In the previous blog about QUrl in Qt 5, Kenneth suggested I talk to Adam Barth about the issues with URLs in WebKit. So I went to the #webkit channel on Freenode, pinged him and we discussed a bit. He pointed me to a lot of unit tests that WebKit runs related to URL parsing and interpreting, including some of his own results about the acceptance of different browsers (using WebKit and not) to some of the garbage we find out there.
Turns out he has a very extreme view on the subject of URLs and URIs. His position was that there is no standard for what a URL truly is and the RFCs trying to define it (RFC 3986 and RFC 3987) are to be ignored. My position — which matters to you because I’m doing QUrl for Qt 5 — is that the RFC standards are valid and specify how to handle those URIs. Everything else is undefined behaviour and could be rightfully rejected, but we won’t because there’s just too much out there.
RFC 3986 defines an ABNF grammar in Appendix A for parsing of URIs. Qt 4′s QUrl followed this grammar strictly. If you look at the source code, you’ll find matches for exactly the same terms as defined by the grammar. I’m not sure if this is fast, however: could the parser be faster if we had coded it differently? We’ll soon find out, as I’m about to rewrite it.
As a turn of events, however, QUrl started not from the URI but instead from a broader definition of URI-reference which can be either the URI as we’re used to or a relative-ref. The latter is what you usually find in fields where URLs are expected, like the HREF attribute for the A element or the SRC attribute for the IMG element in HTML. That meant that the QUrl::isValid() function was mostly useless, as most inputs were considered valid. What people expected to be invalid did match the relative-ref part of the grammar and the data ended up in the URL’s path component.
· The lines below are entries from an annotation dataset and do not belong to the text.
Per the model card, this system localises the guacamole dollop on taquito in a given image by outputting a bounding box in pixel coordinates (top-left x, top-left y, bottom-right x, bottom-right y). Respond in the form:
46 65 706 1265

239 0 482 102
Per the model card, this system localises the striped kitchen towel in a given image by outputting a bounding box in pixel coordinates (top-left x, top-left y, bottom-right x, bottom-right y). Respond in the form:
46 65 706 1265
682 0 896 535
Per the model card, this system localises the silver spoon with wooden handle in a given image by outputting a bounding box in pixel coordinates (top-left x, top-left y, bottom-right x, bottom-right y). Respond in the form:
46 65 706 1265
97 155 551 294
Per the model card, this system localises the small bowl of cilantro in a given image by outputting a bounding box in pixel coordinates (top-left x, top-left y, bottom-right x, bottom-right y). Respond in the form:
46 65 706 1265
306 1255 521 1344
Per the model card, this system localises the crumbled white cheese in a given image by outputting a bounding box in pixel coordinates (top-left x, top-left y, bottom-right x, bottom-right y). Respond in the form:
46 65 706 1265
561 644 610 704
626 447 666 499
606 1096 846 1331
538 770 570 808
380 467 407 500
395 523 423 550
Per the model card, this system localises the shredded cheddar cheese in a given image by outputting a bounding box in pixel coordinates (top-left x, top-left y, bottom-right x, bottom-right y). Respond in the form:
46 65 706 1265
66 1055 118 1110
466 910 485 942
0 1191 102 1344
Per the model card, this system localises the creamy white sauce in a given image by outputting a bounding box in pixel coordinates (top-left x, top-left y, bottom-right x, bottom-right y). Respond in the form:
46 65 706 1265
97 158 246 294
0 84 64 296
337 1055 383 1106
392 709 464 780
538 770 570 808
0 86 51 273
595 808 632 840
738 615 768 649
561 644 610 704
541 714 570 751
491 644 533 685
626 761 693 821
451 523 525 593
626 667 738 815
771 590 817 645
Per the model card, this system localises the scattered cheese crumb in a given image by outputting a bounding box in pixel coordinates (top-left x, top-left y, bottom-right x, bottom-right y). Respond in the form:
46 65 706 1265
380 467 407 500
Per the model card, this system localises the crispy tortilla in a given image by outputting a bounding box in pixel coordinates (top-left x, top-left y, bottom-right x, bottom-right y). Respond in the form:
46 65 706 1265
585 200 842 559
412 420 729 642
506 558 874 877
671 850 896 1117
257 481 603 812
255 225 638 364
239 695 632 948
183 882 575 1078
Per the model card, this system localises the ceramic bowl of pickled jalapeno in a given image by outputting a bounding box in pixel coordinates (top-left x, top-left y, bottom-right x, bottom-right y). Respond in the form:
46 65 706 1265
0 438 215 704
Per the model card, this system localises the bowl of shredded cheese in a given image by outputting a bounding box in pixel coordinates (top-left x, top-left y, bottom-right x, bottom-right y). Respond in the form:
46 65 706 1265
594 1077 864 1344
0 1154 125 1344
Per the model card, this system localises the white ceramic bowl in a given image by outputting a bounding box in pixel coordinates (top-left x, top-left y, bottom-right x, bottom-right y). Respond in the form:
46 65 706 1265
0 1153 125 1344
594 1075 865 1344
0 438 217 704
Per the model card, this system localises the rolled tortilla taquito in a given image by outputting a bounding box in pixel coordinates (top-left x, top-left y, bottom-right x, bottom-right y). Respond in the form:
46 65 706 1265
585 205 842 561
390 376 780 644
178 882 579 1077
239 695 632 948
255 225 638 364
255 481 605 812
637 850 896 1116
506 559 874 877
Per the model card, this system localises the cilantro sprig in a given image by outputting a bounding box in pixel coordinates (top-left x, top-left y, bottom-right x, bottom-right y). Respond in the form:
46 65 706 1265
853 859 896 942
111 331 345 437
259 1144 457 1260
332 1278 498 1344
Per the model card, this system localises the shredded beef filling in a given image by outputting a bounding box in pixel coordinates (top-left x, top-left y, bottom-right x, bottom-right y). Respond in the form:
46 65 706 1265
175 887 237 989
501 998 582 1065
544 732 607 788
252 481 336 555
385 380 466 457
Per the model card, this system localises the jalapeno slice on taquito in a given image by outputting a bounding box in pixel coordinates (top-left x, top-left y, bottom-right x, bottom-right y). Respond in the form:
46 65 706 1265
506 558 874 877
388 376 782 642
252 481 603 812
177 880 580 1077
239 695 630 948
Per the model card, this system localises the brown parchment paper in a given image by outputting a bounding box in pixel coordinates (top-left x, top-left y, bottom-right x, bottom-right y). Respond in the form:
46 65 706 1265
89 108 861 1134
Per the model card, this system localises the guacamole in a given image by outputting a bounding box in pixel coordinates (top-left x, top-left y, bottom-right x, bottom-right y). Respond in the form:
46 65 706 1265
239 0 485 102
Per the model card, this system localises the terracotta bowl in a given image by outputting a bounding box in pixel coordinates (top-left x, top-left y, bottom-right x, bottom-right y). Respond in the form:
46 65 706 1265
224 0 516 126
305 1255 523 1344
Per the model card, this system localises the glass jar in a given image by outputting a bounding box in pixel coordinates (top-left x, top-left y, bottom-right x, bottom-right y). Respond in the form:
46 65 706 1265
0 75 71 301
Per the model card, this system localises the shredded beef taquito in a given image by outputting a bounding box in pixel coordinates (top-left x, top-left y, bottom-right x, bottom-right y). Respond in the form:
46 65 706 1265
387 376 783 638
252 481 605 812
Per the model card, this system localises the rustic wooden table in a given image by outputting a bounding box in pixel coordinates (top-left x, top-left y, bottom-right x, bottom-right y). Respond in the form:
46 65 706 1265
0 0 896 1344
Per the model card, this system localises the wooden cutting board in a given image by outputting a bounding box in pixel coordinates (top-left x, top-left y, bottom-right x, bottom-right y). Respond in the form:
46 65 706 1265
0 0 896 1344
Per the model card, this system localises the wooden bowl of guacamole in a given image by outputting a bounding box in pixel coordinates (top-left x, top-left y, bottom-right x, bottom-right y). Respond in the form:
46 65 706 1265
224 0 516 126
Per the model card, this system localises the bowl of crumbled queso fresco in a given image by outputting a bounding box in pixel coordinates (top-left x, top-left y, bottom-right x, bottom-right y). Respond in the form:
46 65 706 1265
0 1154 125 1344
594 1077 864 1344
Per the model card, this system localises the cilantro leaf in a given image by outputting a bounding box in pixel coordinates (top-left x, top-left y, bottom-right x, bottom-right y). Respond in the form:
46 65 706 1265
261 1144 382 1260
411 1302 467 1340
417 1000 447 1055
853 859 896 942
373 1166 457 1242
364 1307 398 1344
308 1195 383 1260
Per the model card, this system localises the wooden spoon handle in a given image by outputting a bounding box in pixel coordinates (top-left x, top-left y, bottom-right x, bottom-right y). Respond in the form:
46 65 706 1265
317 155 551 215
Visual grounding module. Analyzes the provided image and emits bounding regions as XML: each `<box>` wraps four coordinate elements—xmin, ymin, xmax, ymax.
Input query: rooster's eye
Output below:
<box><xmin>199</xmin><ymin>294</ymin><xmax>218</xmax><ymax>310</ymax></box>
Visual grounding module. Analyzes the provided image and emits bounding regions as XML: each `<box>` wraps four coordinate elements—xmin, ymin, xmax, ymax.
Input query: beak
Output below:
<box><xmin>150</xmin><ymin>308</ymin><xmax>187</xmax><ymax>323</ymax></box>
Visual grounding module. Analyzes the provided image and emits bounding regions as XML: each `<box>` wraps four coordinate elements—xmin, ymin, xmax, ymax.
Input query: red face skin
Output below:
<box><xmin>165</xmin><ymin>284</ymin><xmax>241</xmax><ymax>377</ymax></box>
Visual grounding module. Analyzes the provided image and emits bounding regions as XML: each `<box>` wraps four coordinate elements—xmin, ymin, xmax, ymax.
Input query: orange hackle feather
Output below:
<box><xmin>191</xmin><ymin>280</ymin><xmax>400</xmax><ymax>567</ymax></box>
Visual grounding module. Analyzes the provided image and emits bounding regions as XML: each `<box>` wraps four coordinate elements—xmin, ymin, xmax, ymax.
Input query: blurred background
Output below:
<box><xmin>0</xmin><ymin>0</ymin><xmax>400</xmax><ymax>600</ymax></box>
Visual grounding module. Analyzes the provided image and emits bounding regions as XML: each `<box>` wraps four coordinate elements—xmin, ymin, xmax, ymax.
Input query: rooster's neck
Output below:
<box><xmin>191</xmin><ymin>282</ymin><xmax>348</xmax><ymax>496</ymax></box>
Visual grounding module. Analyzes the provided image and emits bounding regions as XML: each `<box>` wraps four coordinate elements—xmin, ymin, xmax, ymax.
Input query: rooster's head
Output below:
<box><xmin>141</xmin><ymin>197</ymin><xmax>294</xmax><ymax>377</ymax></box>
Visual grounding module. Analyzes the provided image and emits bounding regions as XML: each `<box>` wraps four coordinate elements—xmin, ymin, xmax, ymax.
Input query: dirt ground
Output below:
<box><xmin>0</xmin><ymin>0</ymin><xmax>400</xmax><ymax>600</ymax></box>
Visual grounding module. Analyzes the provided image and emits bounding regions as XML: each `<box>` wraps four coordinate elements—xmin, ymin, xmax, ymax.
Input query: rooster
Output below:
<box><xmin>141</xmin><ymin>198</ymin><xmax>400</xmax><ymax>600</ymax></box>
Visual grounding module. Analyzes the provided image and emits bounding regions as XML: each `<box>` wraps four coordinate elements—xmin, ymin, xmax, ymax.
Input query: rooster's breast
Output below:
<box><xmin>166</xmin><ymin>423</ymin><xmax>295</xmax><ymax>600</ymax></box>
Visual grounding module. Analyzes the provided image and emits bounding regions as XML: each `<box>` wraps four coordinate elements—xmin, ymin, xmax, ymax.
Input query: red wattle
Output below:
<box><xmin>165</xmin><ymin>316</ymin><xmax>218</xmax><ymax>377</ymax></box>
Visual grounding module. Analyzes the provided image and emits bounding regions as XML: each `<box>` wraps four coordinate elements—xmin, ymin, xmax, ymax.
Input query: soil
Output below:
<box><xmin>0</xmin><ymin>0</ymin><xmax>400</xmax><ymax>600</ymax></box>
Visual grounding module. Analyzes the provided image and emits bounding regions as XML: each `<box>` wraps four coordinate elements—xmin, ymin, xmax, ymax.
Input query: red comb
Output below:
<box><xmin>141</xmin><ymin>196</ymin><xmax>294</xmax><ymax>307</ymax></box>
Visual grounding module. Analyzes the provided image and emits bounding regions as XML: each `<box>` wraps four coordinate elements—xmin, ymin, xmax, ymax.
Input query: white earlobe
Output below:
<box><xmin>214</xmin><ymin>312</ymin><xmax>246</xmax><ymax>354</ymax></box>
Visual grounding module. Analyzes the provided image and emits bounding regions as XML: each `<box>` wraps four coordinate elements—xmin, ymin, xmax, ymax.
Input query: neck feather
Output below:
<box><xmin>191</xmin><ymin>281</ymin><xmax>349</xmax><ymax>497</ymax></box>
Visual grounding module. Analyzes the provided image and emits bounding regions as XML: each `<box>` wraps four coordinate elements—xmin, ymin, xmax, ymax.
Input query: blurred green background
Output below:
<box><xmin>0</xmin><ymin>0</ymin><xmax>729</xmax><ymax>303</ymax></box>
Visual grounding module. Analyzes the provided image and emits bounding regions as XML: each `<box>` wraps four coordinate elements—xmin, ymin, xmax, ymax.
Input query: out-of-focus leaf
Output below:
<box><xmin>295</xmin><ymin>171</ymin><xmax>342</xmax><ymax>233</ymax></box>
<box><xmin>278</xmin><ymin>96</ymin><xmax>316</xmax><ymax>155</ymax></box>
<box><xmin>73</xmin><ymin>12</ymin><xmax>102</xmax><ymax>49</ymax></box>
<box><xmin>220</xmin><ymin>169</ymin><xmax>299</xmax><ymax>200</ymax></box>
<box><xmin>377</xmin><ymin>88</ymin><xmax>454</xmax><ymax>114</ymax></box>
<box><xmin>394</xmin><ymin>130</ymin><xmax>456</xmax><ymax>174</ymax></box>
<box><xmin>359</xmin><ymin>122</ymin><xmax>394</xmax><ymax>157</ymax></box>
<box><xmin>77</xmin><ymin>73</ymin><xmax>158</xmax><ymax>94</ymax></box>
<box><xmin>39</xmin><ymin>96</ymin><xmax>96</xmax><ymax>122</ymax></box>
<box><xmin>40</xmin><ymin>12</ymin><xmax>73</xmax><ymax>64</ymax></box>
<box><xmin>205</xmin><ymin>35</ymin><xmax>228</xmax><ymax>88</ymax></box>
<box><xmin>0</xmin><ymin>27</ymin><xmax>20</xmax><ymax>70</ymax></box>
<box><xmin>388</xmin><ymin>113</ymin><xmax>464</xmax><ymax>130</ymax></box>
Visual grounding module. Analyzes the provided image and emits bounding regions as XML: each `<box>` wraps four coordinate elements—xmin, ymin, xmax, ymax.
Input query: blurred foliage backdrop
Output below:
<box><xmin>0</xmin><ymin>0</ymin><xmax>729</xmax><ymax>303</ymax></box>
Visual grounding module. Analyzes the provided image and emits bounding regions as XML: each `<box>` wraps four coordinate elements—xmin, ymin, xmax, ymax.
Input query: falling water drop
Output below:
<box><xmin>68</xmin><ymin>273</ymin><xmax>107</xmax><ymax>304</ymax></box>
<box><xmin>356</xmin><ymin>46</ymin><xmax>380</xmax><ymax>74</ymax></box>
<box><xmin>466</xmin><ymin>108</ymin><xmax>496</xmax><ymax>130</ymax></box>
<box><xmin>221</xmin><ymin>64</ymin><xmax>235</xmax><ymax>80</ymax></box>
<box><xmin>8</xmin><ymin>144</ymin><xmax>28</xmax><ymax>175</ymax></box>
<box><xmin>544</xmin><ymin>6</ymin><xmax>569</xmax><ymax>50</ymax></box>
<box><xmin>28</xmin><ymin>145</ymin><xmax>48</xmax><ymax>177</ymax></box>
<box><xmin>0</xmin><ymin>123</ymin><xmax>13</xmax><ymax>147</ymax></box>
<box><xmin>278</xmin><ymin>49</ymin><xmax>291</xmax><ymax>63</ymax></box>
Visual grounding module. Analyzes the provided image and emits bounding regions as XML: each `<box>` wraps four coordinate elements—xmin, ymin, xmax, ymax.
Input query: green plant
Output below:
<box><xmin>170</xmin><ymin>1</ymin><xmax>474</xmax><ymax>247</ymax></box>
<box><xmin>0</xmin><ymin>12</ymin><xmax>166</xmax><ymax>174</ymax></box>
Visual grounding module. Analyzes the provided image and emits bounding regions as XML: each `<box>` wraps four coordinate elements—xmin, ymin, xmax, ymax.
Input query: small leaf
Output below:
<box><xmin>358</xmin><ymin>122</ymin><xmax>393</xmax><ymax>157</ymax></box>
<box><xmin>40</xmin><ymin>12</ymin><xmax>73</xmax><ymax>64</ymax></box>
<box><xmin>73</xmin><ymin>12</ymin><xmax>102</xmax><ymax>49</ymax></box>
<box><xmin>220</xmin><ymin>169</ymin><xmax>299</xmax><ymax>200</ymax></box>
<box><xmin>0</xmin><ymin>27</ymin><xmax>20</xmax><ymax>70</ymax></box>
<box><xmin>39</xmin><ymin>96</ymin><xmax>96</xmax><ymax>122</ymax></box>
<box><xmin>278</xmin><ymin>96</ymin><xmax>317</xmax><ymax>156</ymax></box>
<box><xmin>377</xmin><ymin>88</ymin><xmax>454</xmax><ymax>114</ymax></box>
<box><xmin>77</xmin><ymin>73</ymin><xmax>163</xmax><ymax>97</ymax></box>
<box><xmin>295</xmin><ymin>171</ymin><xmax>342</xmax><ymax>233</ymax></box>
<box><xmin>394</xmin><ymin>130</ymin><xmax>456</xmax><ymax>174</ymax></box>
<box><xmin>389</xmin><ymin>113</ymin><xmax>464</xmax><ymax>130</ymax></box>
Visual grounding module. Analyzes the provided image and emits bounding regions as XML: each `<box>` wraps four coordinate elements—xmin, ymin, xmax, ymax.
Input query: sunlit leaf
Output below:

So despite being strictly-conforming, the parser was actually quite liberal. Couple that with the QUrl::TolerantMode parsing which corrected mistakes in the percent-encoding, QUrl almost never rejected a URL. The only thing it started to reject were bad hostnames because I considered them a security issue (homograph attacks). QUrl started to apply strict STD 3 conformance and rejected anything malformed there.
For Qt 5, I will relax the parser even further and I’ll accept some of the really strange inputs that I found in WebKit’s unit tests. QUrl in Qt 5 will accept strictly-conforming URLs as expected and will only produce standards-compliant URIs and URLs. The new parser I’ll write is actually closer to what people expect a URL to be. Take this example from the QUrl documentation:
Instead of following the grammar to parse it, I’ll just delimit at the expected boundaries and then try to correct the components as extracted. I mean, I’ll try — we’ll see if I manage or if I need to scrap this method. Hopefully, this will be a faster algorithm.
What does this mean to you? If you were passing QUrl some strict-conforming URIs and URLs, nothing will happen. In fact, it should be 1:1 and give you exactly the same as you gave it. If you had URLs that decoded some percent-encoded characters or UTF-8 sequences without causing it to become ambiguous, QUrl will also still accept your input.
If you had really broken URLs which QUrl accepted and corrected in Qt 4, there’s a good chance that QUrl in Qt 5 will continue to accept and interpret the same way. That’s because the set of unit tests for QUrl is quite extensive and I’ll do my best to keep compatibility.
Finally, if you had really really broken URLs, specially those with broken hostnames, I haven’t decided yet. I will accept some more URLs but, as I said, I consider them undefined behaviour. They may be accepted or they may be rejected — what’s more, the behaviour might change in new versions of Qt.
If your application breaks because of parsing of URLs, please report the bug. I will pay attention to each report. If we can prove that QUrl is failing to comply with the RFC, then the bug is proven and we’ll need to fix Qt. If your input fails to comply, I’ll need convincing arguments why QUrl should accept and correct your input.
PS: ed2k URIs will never be accepted.